= List of Nippon Professional Baseball players with 1,000 runs batted in =

The following is a list of Nippon Professional Baseball players who have reached the 1,000 run batted in (RBI) milestone.
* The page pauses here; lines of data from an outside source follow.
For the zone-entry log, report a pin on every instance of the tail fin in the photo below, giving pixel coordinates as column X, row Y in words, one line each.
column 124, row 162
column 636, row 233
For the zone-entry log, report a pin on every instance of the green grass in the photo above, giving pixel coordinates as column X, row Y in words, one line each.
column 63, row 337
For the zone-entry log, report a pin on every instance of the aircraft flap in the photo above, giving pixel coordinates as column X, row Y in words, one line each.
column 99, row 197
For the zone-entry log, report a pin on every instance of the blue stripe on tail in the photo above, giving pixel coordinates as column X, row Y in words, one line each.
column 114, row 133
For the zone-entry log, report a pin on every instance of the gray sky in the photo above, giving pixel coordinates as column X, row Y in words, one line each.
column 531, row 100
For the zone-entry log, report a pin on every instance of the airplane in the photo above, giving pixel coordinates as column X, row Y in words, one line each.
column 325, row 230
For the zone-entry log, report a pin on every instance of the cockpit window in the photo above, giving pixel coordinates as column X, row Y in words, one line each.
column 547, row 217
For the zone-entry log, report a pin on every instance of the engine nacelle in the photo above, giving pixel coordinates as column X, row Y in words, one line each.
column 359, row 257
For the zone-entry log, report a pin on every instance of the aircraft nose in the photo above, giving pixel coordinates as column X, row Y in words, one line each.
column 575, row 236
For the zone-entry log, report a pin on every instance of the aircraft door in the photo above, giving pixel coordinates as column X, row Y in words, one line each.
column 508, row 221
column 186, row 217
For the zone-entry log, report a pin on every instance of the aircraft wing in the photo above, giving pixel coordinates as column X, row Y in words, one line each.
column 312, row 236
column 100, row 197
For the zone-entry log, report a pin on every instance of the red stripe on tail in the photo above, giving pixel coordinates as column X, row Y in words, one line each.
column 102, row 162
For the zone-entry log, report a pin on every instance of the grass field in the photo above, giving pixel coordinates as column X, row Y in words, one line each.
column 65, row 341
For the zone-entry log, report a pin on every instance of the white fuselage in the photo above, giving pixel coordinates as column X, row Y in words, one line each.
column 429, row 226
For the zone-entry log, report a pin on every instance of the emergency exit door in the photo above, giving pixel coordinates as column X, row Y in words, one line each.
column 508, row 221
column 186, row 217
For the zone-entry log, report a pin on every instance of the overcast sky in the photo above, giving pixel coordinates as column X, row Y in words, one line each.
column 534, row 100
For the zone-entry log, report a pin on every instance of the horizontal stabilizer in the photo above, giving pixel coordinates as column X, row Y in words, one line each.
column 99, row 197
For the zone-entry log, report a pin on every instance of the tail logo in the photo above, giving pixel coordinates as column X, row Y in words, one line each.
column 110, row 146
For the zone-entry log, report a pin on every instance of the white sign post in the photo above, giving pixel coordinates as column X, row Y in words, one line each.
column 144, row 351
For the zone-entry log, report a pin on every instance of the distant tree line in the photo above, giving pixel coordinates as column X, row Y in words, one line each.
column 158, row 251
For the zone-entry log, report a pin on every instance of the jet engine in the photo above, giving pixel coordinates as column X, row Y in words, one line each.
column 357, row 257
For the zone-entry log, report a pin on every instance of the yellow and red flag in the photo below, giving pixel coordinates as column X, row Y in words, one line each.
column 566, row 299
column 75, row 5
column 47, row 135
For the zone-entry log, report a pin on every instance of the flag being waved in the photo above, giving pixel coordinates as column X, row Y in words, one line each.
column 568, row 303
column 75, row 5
RBIs are usually accumulated in baseball by successfully allowing a runner on base to score as a result of making contact at-bat, although a batter is credited with an RBI if a run scores as a result of his reaching first base with the bases loaded as a result of either a base on balls (walk) or being hit by a pitch.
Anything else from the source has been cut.